The optical tweezers community realised the potential of this approach early---the first example being the work of Reicherter and Haist at the University of Stuttgart in 2005. As the power of graphics cards has increased and toolkits such as CUDA and OpenCL have made them more accessible, a number of implementations have been made freely available, for example from the groups of Goksör (Gothenburg), Di Leonardo (Rome) and Padgett (Glasgow).
Lanigan and co-workers have used this technology not with the conventional nematic liquid crystal micro display, but with a ferroelectric display. This has a much faster response time (tens of microseconds rather than tens of milliseconds) but displays only binary holograms. However, displaying these binary holograms in rapid succession allows them to multiplex up to 24 beams to create a number of independent optical traps---without using the more complicated multi-trap patterns found in holographic optical tweezers. The combination of ferroelectric micro displays and GPU acceleration is a good one, and it has the potential to be very fast. The downside of binary ferroelectric modulators is their efficiency: while a microdisplay optimised for the laser wavelength used would help, the theoretical maximum for a binary grating is less than half (as first and minus first orders have identical power).
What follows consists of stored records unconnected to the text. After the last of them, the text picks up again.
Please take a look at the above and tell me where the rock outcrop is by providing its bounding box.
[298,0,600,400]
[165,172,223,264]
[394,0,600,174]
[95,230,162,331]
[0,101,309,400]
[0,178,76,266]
As with conventional holographic tweezers, to make this system user friendly the graphics card processing was coupled to user-friendly LabVIEW interface. The aim here is to make the system more accessible to non-specialists, indeed the interdisciplinary author list of this paper is evidence of the system escaping the confines of an optics laboratory.
The motivation for developing this tool is the manipulation of "smart droplet microtools", surfactant-coated beads that allow material to be injected and extracted from live cells, without destroying the cells. In the paper, this concept is proved by making contact with both synthetic vesicles and cancer cells: in both cases, contact is verified by dye being transferred between the object being probed and the smart droplet. This technique might allow, in the future, the same cell to be analysed at different times without interrupting its development---and it is certainly another step towards making micro-organisms as accessible as those on larger length scales.